Im Januar kündigte Trudeau seinen Rücktritt an. Zu dem Zeitpunkt lagen die Konservativen in Umfragen mehr als 20 Prozentpunkte vor den Liberalen. Trudeaus Rücktritt und sein Nachfolger Mark Carney gaben den Liberalen einen ersten Schwung.
Dann trat Donald Trump sein Amt als US-Präsident an. Er droht Kanada regelmäßig damit, zum „51. Bundesstaat der USA“ zu werden. Erst vor wenigen Tagen bekräftigte er in einem Interview mit dem Time Magazin, dass es ihm damit ernst sei. Und dann schockierte Trump die Weltwirtschaft noch mit seinen Zöllen, die Kanada, das wirtschaftlich eng mit den USA verflochten ist, besonders hart trafen.

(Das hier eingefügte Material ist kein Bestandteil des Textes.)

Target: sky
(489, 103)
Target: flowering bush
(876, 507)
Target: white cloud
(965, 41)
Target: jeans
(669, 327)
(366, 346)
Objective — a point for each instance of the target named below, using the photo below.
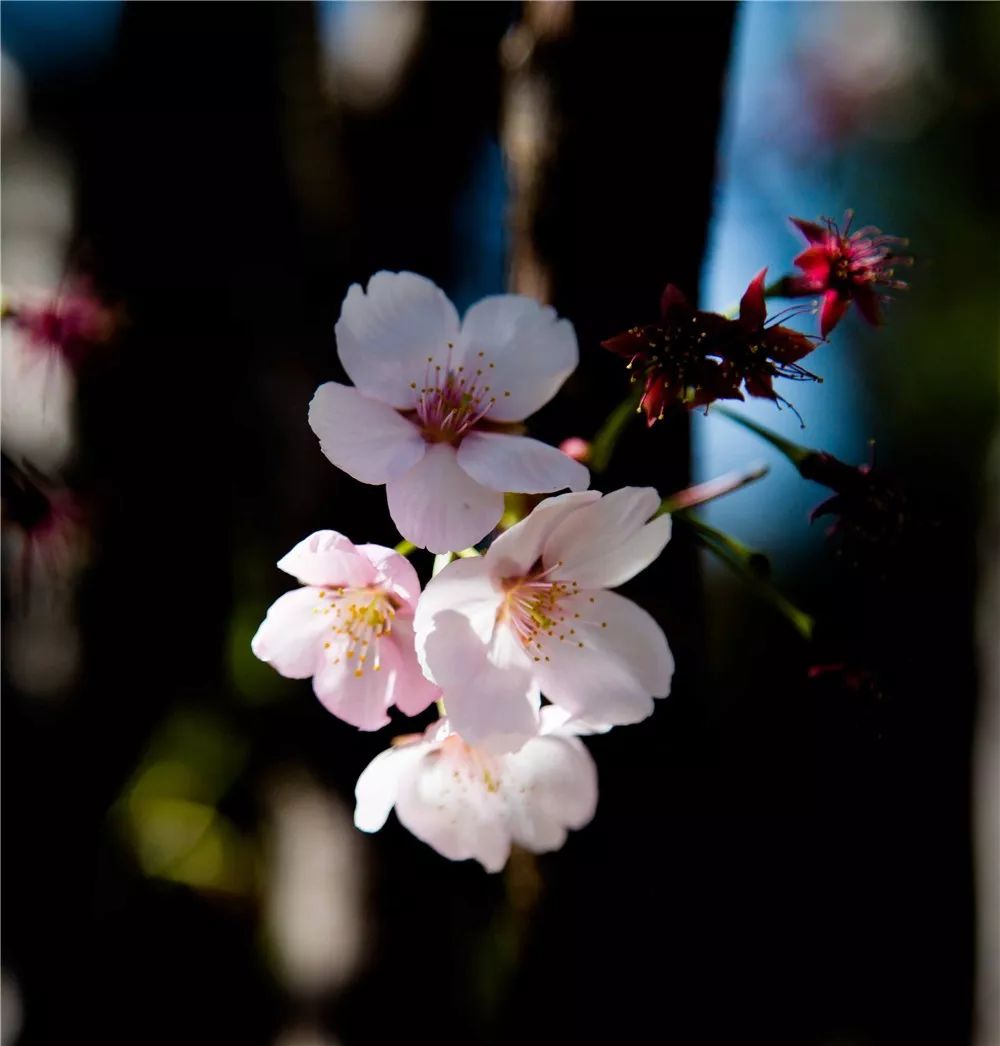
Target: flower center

Die USA sind für Kanada der mit Abstand wichtigste Handelspartner. Fast die Hälfte der importierten Produkte kommen aus den USA und mehr als Dreiviertel der exportierten Produkte gehen in die USA.
Dieses Bild veranschaulicht, wie verflochten die beiden Länder sind. Es zeigt, an welchen Orten Kanadas besonders viele Menschen leben. Die schwarze Linie ist die Grenze zu den USA.
MarginalCost/Wikimedia Commons
Kanada ist flächenmäßig das zweitgrößte Land der Erde und ziemlich leer. Die 40 Millionen Einwohner:innen leben zum größten Teil im Süden des Landes, an der Grenze zu den USA. Würde man die Grenzlinie entfernen, würde man wahrscheinlich gar nicht erkennen, wo welches Land liegt.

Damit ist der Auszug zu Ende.